There were a total of seven entries in the 2015 Film Festival, four produced by amateurs and three from professional film-makers. The screenings and awards took place at the Theatre Guild, Kingston in Georgetown, introduced by Dr Paloma Mohamed-Martin, the Head of the Communications Department at the University of Guyana. Participants then received their awards from Bishop Francis Alleyne OSB. Among those who took part in the Film Festival were students of the Communications Department in the University of Guyana, under Ms Carolyn Walcott.

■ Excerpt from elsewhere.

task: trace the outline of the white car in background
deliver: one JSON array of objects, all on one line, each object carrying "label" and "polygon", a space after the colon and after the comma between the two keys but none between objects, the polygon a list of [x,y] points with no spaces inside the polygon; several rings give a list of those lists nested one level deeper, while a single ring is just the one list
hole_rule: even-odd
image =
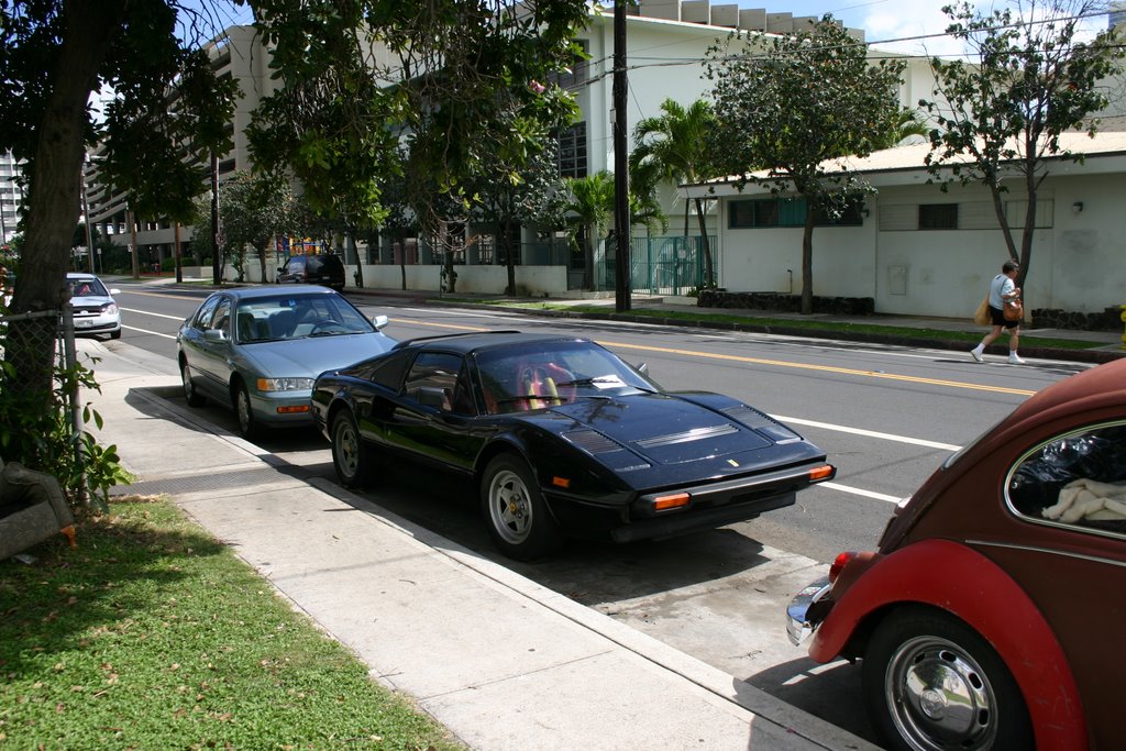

Launched in 2013 by Fr Justin Prabhu SJ, the Director of CTV, the Loyola Documentary Film Festival was set up to mark the 35th anniversary of the death of Jesuit Priest Fr Bernard Darke SJ who was brutally killed in broad daylight on Brickdam. Since then, it has paved the way for the Guyanese Ministry of Culture, Youth and Sport to teach film-making in Guyana.
On 14 July 1979, a gang of government supporters attacked demonstrators of the Working People’s Alliance. Father Darke was a keen photographer and was attempting to take photographs for the Catholic Standard. He was killed when the government supporters turned and began attacking innocent bystanders. “It is easy to label Fr Darke as a scout leader, as a photographer, as a teacher, as a priest,” says Fr Prabhu, “but the labels should not mask the unity and motives of a likeable and hardworking Jesuit striving to do all for the greater glory of God.”
Documentaries that transform society
The Competition that culminates in the Loyola Film Festival stems from the Summer Media School that CTV holds, which seeks to develop the art of documentary and film making in young Guyanese. It gives them six months for production and allows both amateurs and professional to create quality documentaries for the world stage that are capable of transforming Guyanese society. CatholicTV shares the documentaries via its network regionally and internationally to give exposure and credibility to the skills of Guyanese film makers.
The Loyola Film Festival’s logo (right) was designed by Samanthani Singh-McLean, who was originally a volunteer at CTV and is now its Media Manager. It features a silhouette of a 2013 Summer School student operating his camera against coloured films. The logo signifies CTV’s commitment to developing skills in modern technology and techniques for the art of film and documentary production and promoting the development of television journalism.